DB : Pour ce projet intitulé Bien à Vous, nous avons demandé à une centaine d’artistes de nous donner une œuvre (unique ou multiple) qui pouvait être contenue dans une enveloppe (le format n’était pas spécifié mais il fallait garder en tête la possibilité de pouvoir envoyer les enveloppes par la poste). Les enveloppes étaient toutes anonymes, mais le contenu était visible à travers une image ou une photo de l’œuvre rangée dans des classeurs. Donc qui regardait les classeurs pouvait choisir l’œuvre mais pas le nom de l’artiste. Chaque œuvre était en vente au même prix : 150 euros. Ce prix étant volontairement bas parce que nous voulons nous adresser à tous les publics et pas seulement aux collectionneurs. Avec 150 euros, tout le monde pouvait acheter une œuvre. Le nom de l’artiste était révélé après l’achat.


« Nous essayons de sortir des formes habituelles et surtout de donner visibilités aux artistes avec lesquels on collabore. Le challenge est de faire tout ça avec une économie des moyens limitée et le désir de prendre plaisir à faire. »


PS : Artistes confirmés et moins confirmés… tout le monde est facilement enclin à jouer le jeu ? 

DB : Les artistes ont tous joué le jeu en nous confiant des œuvres incroyables en considérant le prix si modeste. L’idée était aussi de permettre à des jeunes artistes d’exposer dans une foire et de vendre leurs œuvres pour la première fois. De Elsa Werth à Julie Beaufils, Elodie Seguin, Marie Bovo, Adélaïde Feriot, Nicolas Lamas, Mathieu Mercier, Ingrid Luche, Louidgi Beltrame, Claude Closky, Anita Molinero, Franck Scurti, Benoît Piéron, Olivier Millagou, Jean Claracq, Flora Moscovici, Vittorio Santoro, Gérald Petit, Josep Maynou, pour en citer quelques uns de plus confirmés, en passant par des artistes très jeunes comme Audrey Prédhumeau, Andréa Spartà, Rodrigue de Ferluc, Chalisée Naamani, David Horvath, Nathan Carême, Grégoire d’Ablon, Sol Cattino, etc.

PS : Comme toujours, le public peut s’approprier l’œuvre signée d’un artiste à un prix toujours très accessible parmi une multitude de propositions. La désacralisation de l’art est-elle l’un des objectifs ? 

DB : Plutôt la désacralisation du marché de l’art. Le public a réagi de façon extraordinaire et a beaucoup apprécié la générosité du projet. La liste des artistes est impressionnante et très hétéroclite.

PS : Tu es un familier d’Art-O-Rama.

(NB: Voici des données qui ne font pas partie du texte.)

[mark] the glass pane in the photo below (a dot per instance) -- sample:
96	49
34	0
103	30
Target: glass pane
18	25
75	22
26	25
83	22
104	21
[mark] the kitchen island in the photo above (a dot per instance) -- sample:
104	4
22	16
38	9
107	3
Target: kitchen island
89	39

Combien d’année sur le salon ? Parmi tes autres projets qui ont suscité la surprise, lesquels t’ont le plus marqué ? 

DB : J’aime beaucoup Art-O-Rama et Marseille. J’ai eu l’opportunité, bizarrement, d’y participer presque à chaque édition avec des galeries différentes. Vu mon « assiduité », Jérôme Pantalacci, le directeur, m’avait proposé de faire partie du premier comité artistique de la foire, de 2012 à 2017. C’était une expérience extraordinaire car, aussi grace au comité, le salon est devenu de plus en plus international et captivant.

Parmi mes projets à Art-o-rama, l’un de plus spéciaux fut celui de 2020, quand la foire n’a pas pu ouvrir à cause de la pandémie : nous avons alors réalisé un projet immatériel inspiré de mes projets de playlists « Top100 », où j’invite à chaque volume 100 personnalités du monde de l’art international à sélectionner leur morceau de musique préféré. Avec l’aide de toute l’équipe de la foire, on a donc réalisé Art-O-Rama Juke Box en contactant toutes les galeries, les collectionneurs, les commissaires et artistes qui ont exposée à la foire depuis ses débuts en 2007. Cette "oeuvre playlist" nous a permis de célébrer Art-O-Rama sans Art-O-Rama. Elle est toujours écoutable sur Spotify

PS : Tes prochains projets en tant qu’artiste ?

DB : Je prépare des œuvres sculpturales en marbre pour Artissima, la foire de Turin, où je participe début novembre, avec un project space de Londres, Cable Depot. C’est vraiment grâce à Art-O-Rama car j’ai rencontré Cable Depot l’année dernière où ils exposaient des œuvres de l’artiste britannique basé à Marseille, Charlie Warde. On exposera ensemble à Turin.